I'll make it to Burlington someday. I swear.
Ever since our visit to the provincial capital of East Jersey, Perth Amboy, I've wanted to see its West Jersey counterpart, Burlington City. For one reason or another (Turnpike issues, birding imperatives elsewhere), we just haven't made it, and I figured I'd take one of our recent beautiful weather days to make the drive while Ivan was occupied with a client.
Then I saw the brown sign for Roebling. You know what those brown signs mean: there's something interesting there. Follow that sign, leave Route 130 and cross the railroad tracks, and you land at the site of the former Roebling steel mill. It's an interesting vision: on one side, you see a fenced-in expanse of grass with what looks like two parallel monorail tracks high above ground, and some industrial equipment beneath. On the other side, you see construction trailers and a large expanse of disturbed earth. In the middle, there's a parking lot for the Roebling Museum, punctuated by an old green wooden building. The museum itself is at the top of an incline, as if to tower ever so slightly above the field below.

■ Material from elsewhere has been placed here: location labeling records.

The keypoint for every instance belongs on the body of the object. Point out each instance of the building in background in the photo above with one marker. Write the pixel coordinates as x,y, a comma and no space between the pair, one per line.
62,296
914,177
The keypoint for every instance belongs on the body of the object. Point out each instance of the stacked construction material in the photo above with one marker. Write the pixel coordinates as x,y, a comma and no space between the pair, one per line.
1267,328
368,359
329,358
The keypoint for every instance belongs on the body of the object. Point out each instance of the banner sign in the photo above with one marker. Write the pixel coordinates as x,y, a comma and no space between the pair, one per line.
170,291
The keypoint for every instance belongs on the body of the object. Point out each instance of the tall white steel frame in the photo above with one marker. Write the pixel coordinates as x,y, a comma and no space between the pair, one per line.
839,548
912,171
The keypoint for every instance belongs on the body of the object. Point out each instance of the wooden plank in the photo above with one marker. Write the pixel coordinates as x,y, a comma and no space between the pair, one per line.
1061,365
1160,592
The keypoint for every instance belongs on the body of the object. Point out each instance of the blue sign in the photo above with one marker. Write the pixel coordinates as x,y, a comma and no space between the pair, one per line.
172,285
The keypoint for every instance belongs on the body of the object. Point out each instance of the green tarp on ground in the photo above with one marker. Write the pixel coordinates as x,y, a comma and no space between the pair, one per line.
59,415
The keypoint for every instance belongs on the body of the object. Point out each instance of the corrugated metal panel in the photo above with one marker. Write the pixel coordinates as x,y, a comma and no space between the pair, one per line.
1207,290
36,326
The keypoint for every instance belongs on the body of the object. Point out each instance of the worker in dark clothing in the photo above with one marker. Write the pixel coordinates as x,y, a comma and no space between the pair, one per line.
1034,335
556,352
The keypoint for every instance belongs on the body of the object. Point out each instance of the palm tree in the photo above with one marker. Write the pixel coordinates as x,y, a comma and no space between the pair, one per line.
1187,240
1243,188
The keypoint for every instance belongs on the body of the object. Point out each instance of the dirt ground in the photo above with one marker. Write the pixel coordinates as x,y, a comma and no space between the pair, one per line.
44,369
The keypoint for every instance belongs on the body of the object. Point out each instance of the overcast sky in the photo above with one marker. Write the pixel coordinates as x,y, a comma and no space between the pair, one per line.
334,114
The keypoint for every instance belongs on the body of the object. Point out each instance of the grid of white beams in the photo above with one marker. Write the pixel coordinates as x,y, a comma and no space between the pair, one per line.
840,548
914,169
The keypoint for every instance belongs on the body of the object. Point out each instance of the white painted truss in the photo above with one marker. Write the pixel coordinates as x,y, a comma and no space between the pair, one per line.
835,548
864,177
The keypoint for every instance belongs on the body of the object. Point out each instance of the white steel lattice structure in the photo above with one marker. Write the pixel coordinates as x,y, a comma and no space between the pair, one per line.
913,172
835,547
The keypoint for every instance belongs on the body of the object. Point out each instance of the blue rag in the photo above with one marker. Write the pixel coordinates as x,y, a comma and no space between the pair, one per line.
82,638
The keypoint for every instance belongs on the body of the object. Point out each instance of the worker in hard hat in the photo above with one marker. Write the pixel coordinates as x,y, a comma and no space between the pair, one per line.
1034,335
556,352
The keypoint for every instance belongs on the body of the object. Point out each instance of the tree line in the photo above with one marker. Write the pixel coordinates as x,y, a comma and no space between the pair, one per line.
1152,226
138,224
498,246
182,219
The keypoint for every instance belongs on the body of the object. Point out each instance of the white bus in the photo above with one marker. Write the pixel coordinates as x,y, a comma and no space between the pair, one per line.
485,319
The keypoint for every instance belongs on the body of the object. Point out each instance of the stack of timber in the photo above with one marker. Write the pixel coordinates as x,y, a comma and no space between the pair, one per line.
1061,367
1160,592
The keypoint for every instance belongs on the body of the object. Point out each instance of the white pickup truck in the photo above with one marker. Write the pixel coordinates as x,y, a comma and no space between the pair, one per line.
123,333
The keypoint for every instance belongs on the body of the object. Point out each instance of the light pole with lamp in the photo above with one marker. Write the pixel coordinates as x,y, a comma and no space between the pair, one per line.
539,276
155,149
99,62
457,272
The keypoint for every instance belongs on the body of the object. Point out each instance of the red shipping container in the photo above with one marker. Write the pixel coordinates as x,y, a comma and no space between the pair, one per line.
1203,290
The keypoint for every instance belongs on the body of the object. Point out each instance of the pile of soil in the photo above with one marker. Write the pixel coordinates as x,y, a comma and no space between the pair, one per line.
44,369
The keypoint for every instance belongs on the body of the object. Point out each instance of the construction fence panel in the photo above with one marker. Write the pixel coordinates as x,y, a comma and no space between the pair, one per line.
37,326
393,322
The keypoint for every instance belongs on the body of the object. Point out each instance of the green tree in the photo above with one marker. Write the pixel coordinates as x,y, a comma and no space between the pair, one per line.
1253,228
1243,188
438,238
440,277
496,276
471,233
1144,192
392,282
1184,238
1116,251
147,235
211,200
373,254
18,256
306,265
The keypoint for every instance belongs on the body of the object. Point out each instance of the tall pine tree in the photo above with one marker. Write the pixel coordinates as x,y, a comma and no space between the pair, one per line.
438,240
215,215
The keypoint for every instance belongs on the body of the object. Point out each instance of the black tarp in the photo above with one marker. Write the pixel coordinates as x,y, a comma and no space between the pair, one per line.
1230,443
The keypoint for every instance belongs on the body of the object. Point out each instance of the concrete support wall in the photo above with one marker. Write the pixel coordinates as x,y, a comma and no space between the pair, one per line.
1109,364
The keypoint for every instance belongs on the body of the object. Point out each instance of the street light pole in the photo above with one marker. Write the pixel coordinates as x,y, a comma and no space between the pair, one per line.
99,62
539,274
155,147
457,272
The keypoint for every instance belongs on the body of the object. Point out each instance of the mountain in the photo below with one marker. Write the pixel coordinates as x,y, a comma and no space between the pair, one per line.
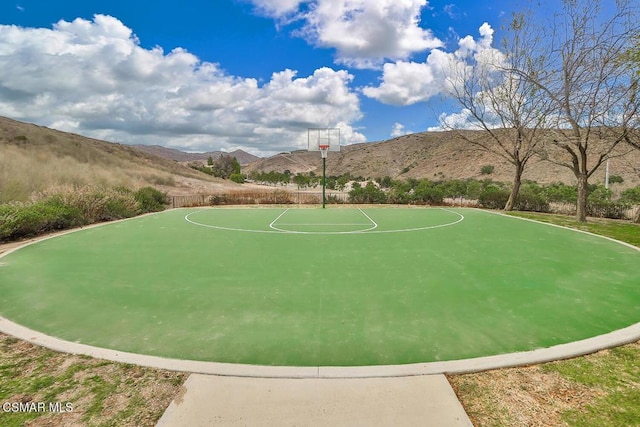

There's a good reason for that, I discovered. The museum building was originally the Roebling factory gatehouse, holding several different functions including a first aid station and a three-cell jail. I was welcomed in by two very friendly docents who were more than happy to guide me through exhibits outlining the Roebling family, evolution of their company and the factory, and the adjoining town.
You might recall that earlier this year, Ivan and I visited one of John Roebling's early bridges, the Delaware Aqueduct spanning the Delaware River between New York and Pennsylvania. Town residents are justifiably proud of that span as well as the several more famous bridges containing Roebling wire: the George Washington, Manhattan, Verrazano Narrows and Golden Gate, among others. My guide pointed out that as an engineer, John Roebling designed and built a then-unique bridge over the Niagara River which conveyed trains on a top deck and horses and carriages on an underdeck. Had it not been rendered obsolete by changes in railroad technology, it might still be in use today.
Bridges, however, were only one use of Roebling products. Both the Wright Brothers airplane and the Spirit of St. Louis contained Roebling wire. Otis elevators were suspended by Roebling steel cables specifically designed to handle the unique stresses of pulleys and loads of varying weights. Remember the Slinky? Yup -- made from Roebling wire. Essentially, if you needed extruded steel, Roebling could and often did supply it, in gauges down to the width of a human hair.
I'm getting ahead of myself, though. To supply the wire rope for the bridges, the Roebling family established a steel mill-factory complex in Trenton, based on the recommendation of a friend who lived nearby. Soon, however, they'd expanded beyond the capacity of the property and needed another location. The village of Kinkora, about ten miles south of Trenton, was just the place -- close to the Pennsylvania Railroad and the along the shores of the Delaware River. The company bought three farms there in 1905 and got to work.
Along with a state-of-the-art manufacturing facility, the Roeblings built a company town to house the substantial workforce needed to operate the factory. I'll get into that in our next installment, but I'll say that the museum exhibit gives a great view into who worked at the plant and life in the village during the factory's heyday. You can also pick up a self-guided walking tour if you'd like to get a closer view of present-day Roebling.
The family sold the mill to Colorado Fuel and Iron in 1952, and it stayed in operation until 1974. Now only a few small buildings are still standing. Declared a Superfund site in 1983, most of the area has been remediated, though the Army Corps of Engineers is still on site, explaining the construction trailers I saw.
In all, the Roebling Museum tells an interesting story of American industrialism and its impact on both society and the people who worked there. I was particularly impressed by how well the information is presented, both in the exhibits and by the docent. They also host a series of special events; the next will be a lecture and tour of the town on October 15.
Oh, and when you go, be sure to check out the massive flagpole next to the guardhouse. You can't miss it: it's the third highest flagpole east of the Mississippi.